When we have come to know Christ (Phil. 3:10), received him (Rev. 3:20; John 1:12), or come to him (John 6:37) — they are all pictures of Jesus and ourselves getting in touch — we need to know where we stand. You cannot build a satisfactory house on an insecure foundation.
Scripture anticipates — and answers — the immediate questions that assail us:
Can I be sure I am accepted? (John 6:37).
Will God hold my past failures against me? (Rom. 8:1).
When I fail, do I get thrown out of the Christian family? (1 John 1:9).
Can I keep it up? (2 Cor. 12:9).
How can I overcome temptation? (1 Cor. 10:13).
One of the most pressing early problems is doubt. How can I be sure I am accepted? Here are three grounds for a quiet confidence, which will grow with experience:
What the Father promises us (1 John 5:10-12).
What the Son achieved for us (1 John 4:10; 1 Pet. 3:18).
What the Spirit does in us (1 John 4:13).
And what does the Spirit begin to grow in the garden of our lives, once he has been planted there? Gradually we shall find clear marks of his presence if we have asked him in. They will not all come at once or in any special order, but they will come! And it will all be wonderfully new. The first letter of John tells what they are:
A new desire to please God (2:5).
A new assurance of pardon (2:1-2).
A new willingness to face opposition (3:13).
A new delight in the company of fellow Christians (3:14).
A new generosity of spirit (3:17).
A new experience of victory over temptations (4:4; 5:4).
A new discovery of answers to prayer (3:22).
A new understanding and set of priorities (5:20-21).
We are not meant to guess or hope that we belong; we are meant to be sure of it (5:12-13).
Verse to learn
Learn 1 John 5:12 (NIV): "He who has the Son has life; he who does not have the Son of God does not have life."
Bible study section
The Bible passage for study is Acts 9:1-22.
Much of the story of Saul's conversion was unique, but much applies to every person who discovers Jesus for himself.
1. Saul of Tarsus was intelligent, religious, virtuous, enthusiastic and sincere.

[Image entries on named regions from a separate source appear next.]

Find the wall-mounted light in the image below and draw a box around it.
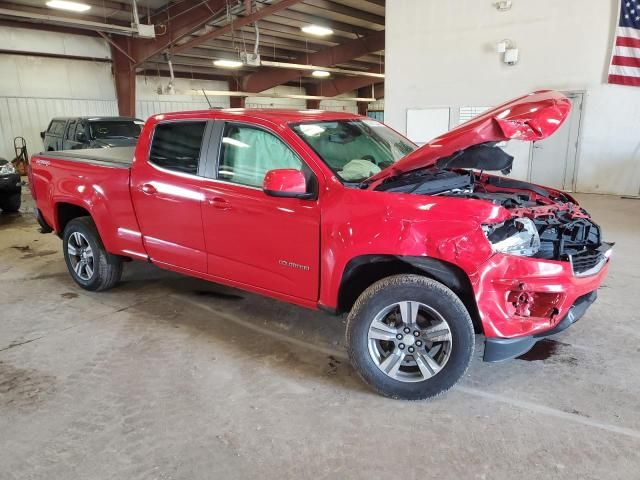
[300,25,333,37]
[213,58,242,68]
[493,0,512,12]
[46,0,91,12]
[496,39,520,65]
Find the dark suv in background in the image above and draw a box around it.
[40,117,144,152]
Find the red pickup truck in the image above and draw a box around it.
[29,91,611,399]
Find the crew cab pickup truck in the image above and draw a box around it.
[30,91,611,399]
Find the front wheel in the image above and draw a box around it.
[347,275,474,400]
[62,217,122,291]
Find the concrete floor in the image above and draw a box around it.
[0,189,640,480]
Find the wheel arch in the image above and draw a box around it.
[55,201,93,236]
[336,255,482,333]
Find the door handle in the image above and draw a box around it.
[207,197,231,210]
[140,183,158,195]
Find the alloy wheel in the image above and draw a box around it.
[67,232,95,281]
[368,301,452,382]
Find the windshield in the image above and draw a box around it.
[292,120,417,183]
[89,120,142,138]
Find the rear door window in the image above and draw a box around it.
[67,121,76,140]
[49,120,65,135]
[149,121,207,175]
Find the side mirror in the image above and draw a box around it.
[262,168,315,200]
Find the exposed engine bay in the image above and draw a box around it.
[376,145,608,274]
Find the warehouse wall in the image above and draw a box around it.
[385,0,640,195]
[0,27,118,158]
[0,27,357,159]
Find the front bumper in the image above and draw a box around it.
[483,291,598,362]
[470,244,612,361]
[0,173,22,196]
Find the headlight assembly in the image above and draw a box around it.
[0,162,16,175]
[482,218,540,257]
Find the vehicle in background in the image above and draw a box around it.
[0,158,22,212]
[29,91,612,399]
[40,117,144,152]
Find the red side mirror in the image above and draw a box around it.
[262,168,314,199]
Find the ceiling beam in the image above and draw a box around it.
[272,10,375,36]
[358,83,384,100]
[171,0,301,53]
[296,0,384,25]
[131,0,226,65]
[309,77,376,97]
[243,30,384,92]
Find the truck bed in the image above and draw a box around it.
[29,147,146,258]
[40,147,135,168]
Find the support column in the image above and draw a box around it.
[358,102,369,117]
[228,78,247,108]
[111,37,136,117]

Surely such a man needs no conversion, then or now?
2. Later on Saul called his conversion "an example" (1 Tim. 1:16). In what ways is this true?
3. Was any "Ananias" a help to you in your discovery of Jesus?

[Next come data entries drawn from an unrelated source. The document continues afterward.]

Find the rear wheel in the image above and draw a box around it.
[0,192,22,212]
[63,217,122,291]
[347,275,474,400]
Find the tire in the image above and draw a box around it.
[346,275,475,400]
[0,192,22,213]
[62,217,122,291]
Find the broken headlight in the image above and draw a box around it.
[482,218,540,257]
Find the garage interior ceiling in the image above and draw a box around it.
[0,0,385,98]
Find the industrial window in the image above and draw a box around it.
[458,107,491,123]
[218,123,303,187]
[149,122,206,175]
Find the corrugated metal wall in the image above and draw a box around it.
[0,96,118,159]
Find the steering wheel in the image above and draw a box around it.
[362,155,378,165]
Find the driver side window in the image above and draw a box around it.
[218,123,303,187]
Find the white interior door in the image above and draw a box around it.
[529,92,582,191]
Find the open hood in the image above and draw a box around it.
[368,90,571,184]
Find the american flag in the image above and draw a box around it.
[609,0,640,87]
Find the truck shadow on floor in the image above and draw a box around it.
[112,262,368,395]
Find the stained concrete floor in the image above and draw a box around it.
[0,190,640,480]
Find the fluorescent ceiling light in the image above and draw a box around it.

4. What differences began to be seen in Saul's life to convince him and others that the change was real?
5. What struck you most in this story?
God has no stupid children. He wants us to talk to him as naturally as we talk to each other. Many of you will not have joined in a time of open prayer before. Praying silently is just as valuable as praying aloud, but if we pray out loud, it helps us to concentrate our prayers and it enables others to say "Amen." Just a one-sentence prayer of thanks, of request, or praying about some thought from the Bible study. Incidentally, it helps your concentration if you pray out loud when alone.
Michael Green, Come, Follow Me.
Michael Green, New Life, New Lifestyle
Michael Green, World on the Run.
John Stott, Becoming a Christian.
John Stott, Being a Christian.
John White, The Fight.
A biography or two about the power of God to change lives (e.g., Charles Colson, Born Again) would also be helpful.